Wire these as health checks and circuit breakers in your service mesh or orchestration layer. Not as runbooks. See PACE Resilience.

Your Starting Path¶

#	Document	Why You Need It
1	Controls	Three-layer pattern with implementation detail — the core architectural reference
2	Risk Tiers	Determines your control requirements — different tiers, different architectures
3	Infrastructure Controls	80 controls across 11 domains — what to enforce at infrastructure level
4	Cost & Latency	Budget the evaluation layer — latency vs. coverage trade-offs
5	PACE Resilience	Fail postures as architecture decisions

If you're building with a specific platform: AWS Bedrock · Azure AI · Databricks

If you're building multi-agent: MASO Integration Guide — LangGraph, AutoGen, CrewAI, AWS Bedrock patterns.

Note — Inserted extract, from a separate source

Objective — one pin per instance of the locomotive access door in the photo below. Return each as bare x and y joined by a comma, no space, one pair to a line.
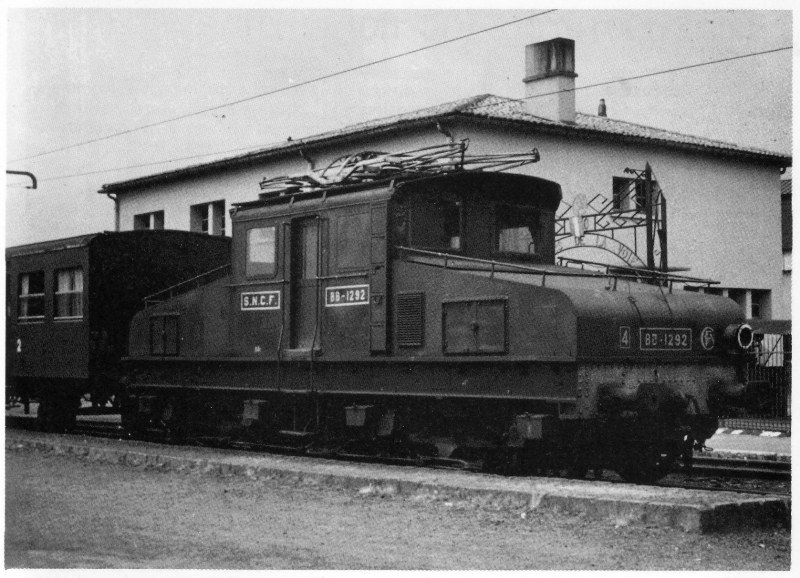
304,284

If you want to see one transaction end-to-end: Runtime Telemetry Reference — every JSON event, every threshold, every evidence artefact for a single request through the full control stack.

What You Can Do Monday Morning¶

Map your existing infrastructure against the Infrastructure Controls to identify what you already cover and where the AI-specific gaps are.
Add the Judge layer to your architecture. Pick one HIGH or CRITICAL tier system. Add an independent LLM evaluation step — even async, even sampled. The LLM-as-Judge Implementation guide has the implementation patterns.
Wire PACE health checks. Add circuit breakers for your guardrail and Judge services. Define what the system does when each is unavailable. Test the failover path.
Scope your agent's permissions. If you have an agentic system, classify every tool by action type (read / write / irreversible) and add confirmation gates for write and irreversible actions. See Agentic Controls.
Budget the evaluation layer. Use the Cost & Latency analysis to present the cost of the Judge layer vs. the cost of the incidents it prevents. The Risk Assessment gives you the incident frequency numbers.

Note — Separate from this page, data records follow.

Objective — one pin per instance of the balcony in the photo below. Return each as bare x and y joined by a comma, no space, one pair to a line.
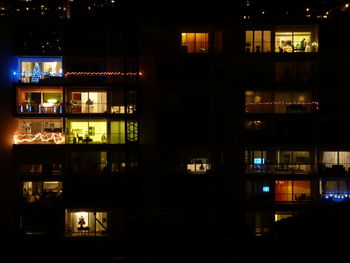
280,102
291,168
335,190
276,161
39,100
282,107
293,191
282,39
39,138
40,69
40,169
87,223
42,192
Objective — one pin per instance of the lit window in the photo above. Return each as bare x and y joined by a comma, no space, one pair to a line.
39,100
293,42
195,42
85,222
38,69
39,131
336,161
257,41
41,191
88,102
198,166
95,131
292,191
335,190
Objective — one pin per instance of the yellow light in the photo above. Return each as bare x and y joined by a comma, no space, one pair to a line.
53,101
57,138
102,73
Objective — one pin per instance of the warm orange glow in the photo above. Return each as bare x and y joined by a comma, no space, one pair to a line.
292,190
195,42
46,137
102,74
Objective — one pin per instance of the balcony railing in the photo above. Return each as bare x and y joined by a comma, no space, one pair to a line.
97,168
43,197
293,197
335,197
81,108
97,138
40,169
331,168
40,109
282,107
43,77
292,168
78,108
39,138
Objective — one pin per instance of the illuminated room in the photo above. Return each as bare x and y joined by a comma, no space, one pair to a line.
39,100
336,161
279,162
86,222
88,102
37,69
195,42
37,191
96,131
335,189
39,131
292,191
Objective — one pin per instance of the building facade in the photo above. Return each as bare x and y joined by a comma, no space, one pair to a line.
141,131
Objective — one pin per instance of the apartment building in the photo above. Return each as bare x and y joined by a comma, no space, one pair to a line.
184,130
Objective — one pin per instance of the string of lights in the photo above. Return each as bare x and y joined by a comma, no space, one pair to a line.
57,138
314,103
91,74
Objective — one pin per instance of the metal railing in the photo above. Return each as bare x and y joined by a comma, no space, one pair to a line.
97,168
293,197
39,109
282,107
96,138
292,168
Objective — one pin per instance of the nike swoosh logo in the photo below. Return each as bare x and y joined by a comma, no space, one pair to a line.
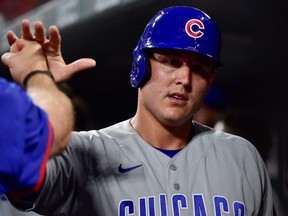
124,170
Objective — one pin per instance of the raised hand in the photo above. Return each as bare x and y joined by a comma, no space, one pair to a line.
52,50
23,58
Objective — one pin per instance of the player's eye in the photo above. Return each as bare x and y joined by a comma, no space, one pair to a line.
167,60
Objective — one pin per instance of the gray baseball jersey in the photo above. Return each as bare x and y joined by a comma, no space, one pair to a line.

Common Objections — With Answers¶

"Adding a Judge layer doubles our latency." Only if you run it synchronously. For HIGH tier, run it async — the guardrails provide real-time protection while the Judge evaluates in the background. Only CRITICAL tier needs synchronous Judge evaluation. Budget ~10ms for guardrails, not seconds.

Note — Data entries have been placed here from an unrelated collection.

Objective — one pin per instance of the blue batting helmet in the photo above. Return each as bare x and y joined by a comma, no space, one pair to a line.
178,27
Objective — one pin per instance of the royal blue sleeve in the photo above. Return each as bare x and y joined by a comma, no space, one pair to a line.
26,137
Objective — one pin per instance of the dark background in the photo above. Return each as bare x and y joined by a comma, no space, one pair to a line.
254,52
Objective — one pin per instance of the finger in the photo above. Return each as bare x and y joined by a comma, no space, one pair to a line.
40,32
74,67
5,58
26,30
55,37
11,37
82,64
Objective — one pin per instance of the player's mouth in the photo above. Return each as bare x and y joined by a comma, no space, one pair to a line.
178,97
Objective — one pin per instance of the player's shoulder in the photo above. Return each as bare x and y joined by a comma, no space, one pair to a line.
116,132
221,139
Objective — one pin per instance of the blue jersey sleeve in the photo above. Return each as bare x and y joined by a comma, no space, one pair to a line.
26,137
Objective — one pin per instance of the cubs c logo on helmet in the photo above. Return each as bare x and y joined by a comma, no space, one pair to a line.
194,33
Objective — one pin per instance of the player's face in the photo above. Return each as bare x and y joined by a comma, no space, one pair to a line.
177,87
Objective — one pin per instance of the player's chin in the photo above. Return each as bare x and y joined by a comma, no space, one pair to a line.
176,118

"We're using [vendor]'s built-in guardrails. That's enough." Vendor guardrails are your first layer. The framework's three-layer pattern adds an independent evaluation layer (different model, different detection approach) and human oversight. Single-layer controls have a ~10% miss rate. Three layers compound to ~0.01%. Why Guardrails Aren't Enough.

"Our RAG pipeline grounds the model — it won't hallucinate." RAG reduces but doesn't eliminate hallucination. More importantly, RAG creates a new attack surface: poisoned documents in your retrieval corpus become instructions to the model. RAG Is Your Biggest Attack Surface.

"The infrastructure team handles security, not us." Infrastructure handles network, identity, and data-at-rest. Nobody handles the AI-specific controls (semantic evaluation, injection detection, decision chain audit, agent credential scoping) unless you design them into the pipeline. That's your job.

AI Runtime Behaviour Security, 2026 (Jonathan Gill).